Corporate Finance
Unit Economics Calculator
Analyse customer-level profitability with LTV/CAC ratio, ARPU, churn rate, and payback period. Get health assessment and actionable improvement suggestions.
Customer Metrics
Formula
LTV = ARPU * Margin / Churn
Payback = CAC / (ARPU * Margin)
An LTV/CAC ratio above 3x is considered excellent. Below 1x means you lose money on every customer. Payback period should ideally be under 12 months for SaaS and under 6 months for consumer businesses.
LTV / CAC Ratio
4.20x
LTV: ₹21,000 | CAC: ₹5,000
Excellent — Strong unit economics, scalable business
Customer Lifetime Value
Rs. 21,000
Total gross profit from one customer
Average Customer Lifespan
20 months
At 5% monthly churn
Monthly Gross Profit / Customer
Rs. 1,050
ARPU * 70% margin
CAC Payback Period
4.8 months
Months to recover acquisition cost
Improvement Suggestions
Maintain current trajectory — consider scaling customer acquisition
Monitor churn closely as you scale to avoid regression
Industry Benchmarks
| Metric | Your Value | SaaS Benchmark |
|---|---|---|
| LTV/CAC Ratio | 4.20x | > 3.0x |
| CAC Payback | 4.8 mo | < 12 months |
| Monthly Churn | 5% | < 5% |
| Gross Margin | 70% | > 70% |
Unit Economics: The Foundation of Sustainable Business Growth
Unit economics is the analysis of revenue and costs associated with a single unit of a business model, typically one customer. It answers the fundamental question: do you make or lose money on each customer you acquire? No amount of growth can compensate for negative unit economics. A business that loses Rs 100 on every customer does not become profitable by acquiring a million customers; it simply loses Rs 10 crore faster. This calculator helps you understand whether your customer economics support a scalable, sustainable business.
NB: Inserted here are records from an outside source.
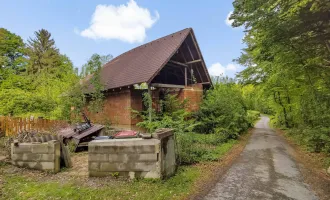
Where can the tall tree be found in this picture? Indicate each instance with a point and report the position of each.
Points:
(42, 52)
(12, 51)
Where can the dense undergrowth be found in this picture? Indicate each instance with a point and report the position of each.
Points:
(287, 66)
(203, 135)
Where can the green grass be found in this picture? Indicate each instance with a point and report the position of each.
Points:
(17, 187)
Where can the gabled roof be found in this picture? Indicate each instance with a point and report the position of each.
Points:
(142, 63)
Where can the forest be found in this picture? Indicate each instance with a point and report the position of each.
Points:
(286, 75)
(37, 80)
(287, 59)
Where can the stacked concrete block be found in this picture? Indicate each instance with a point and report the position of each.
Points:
(41, 156)
(133, 158)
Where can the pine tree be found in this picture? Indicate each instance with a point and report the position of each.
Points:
(42, 52)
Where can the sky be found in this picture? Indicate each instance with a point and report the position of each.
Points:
(81, 28)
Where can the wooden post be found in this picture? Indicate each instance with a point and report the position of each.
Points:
(150, 103)
(185, 76)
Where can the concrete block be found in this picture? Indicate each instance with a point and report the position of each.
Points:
(22, 148)
(96, 157)
(39, 148)
(138, 166)
(110, 174)
(123, 149)
(163, 133)
(93, 166)
(125, 158)
(33, 157)
(36, 165)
Customer Lifetime Value (LTV)
LTV represents the total gross profit a business can expect from a single customer over the entire duration of their relationship. The simplified formula used here is LTV = (ARPU * Gross Margin) / Monthly Churn Rate. This formula assumes constant ARPU and churn rate, which is a reasonable first-order approximation. For a SaaS company with Rs 1,500 monthly ARPU, 70% gross margin, and 5% monthly churn, LTV = (1500 * 0.70) / 0.05 = Rs 21,000. This means each customer generates approximately Rs 21,000 in gross profit over their lifetime.
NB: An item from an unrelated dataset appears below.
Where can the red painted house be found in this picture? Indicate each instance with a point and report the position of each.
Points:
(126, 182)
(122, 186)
The LTV/CAC Ratio: Your North Star
The LTV/CAC ratio is arguably the most important metric for any subscription or recurring revenue business. A ratio of 3.0x or higher is considered excellent by venture capital standards: for every rupee spent acquiring a customer, the business generates three rupees in gross profit. Between 1.0x and 3.0x, the business is viable but may struggle to generate sufficient returns for investors after accounting for overhead, R&D, and other costs not captured in unit economics. Below 1.0x, the business is fundamentally unsustainable because you spend more acquiring customers than you ever earn back.
CAC Payback Period
The CAC payback period measures how many months it takes for a customer's monthly gross profit contribution to repay the acquisition cost. A payback period of 12 months means the customer becomes profitable after the first year. For Indian SaaS companies, 12-18 months is typical. Consumer internet businesses should aim for under 6 months. Longer payback periods tie up capital and increase risk because customers might churn before you recover the acquisition cost.
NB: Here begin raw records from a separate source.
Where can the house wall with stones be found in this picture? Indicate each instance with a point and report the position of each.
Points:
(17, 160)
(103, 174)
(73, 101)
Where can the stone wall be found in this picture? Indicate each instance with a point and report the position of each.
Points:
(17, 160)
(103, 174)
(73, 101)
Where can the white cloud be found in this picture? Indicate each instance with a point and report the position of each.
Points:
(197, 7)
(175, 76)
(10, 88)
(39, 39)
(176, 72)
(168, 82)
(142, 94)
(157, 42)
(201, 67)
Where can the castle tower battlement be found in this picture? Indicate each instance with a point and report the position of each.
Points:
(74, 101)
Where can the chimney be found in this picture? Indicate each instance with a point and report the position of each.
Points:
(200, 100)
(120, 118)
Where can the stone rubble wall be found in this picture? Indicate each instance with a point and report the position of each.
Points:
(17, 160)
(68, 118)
Churn: The Silent Destroyer of Unit Economics
Monthly churn rate has an outsized impact on LTV. Reducing churn from 5% to 3% monthly increases average customer lifespan from 20 months to 33 months, boosting LTV by 67%. This is why many SaaS companies invest heavily in customer success and retention programs. In the Indian market, where switching costs for many digital services are low, churn management through superior product experience, customer support, and community building is often more valuable than aggressive customer acquisition.
Indian SaaS and D2C Benchmarks
India's SaaS ecosystem has matured significantly, with companies like Freshworks, Zoho, and Chargebee demonstrating world-class unit economics. Top-quartile Indian SaaS companies achieve LTV/CAC ratios of 4-6x, gross margins above 75%, and monthly churn rates below 3%. For D2C (Direct-to-Consumer) brands, which are a growing segment in India, unit economics are typically thinner: LTV/CAC of 2-3x is considered good, with gross margins of 40-60% and higher churn due to the discretionary nature of purchases. Understanding your unit economics relative to your industry segment is essential for realistic planning.
Disclaimer
This unit economics calculator provides simplified estimates using standard formulas. Actual LTV calculations may require cohort analysis, non-constant churn modelling, and expansion revenue considerations. Benchmarks are indicative and vary by sector. This is not business advice. Consult a qualified financial advisor for detailed business model analysis.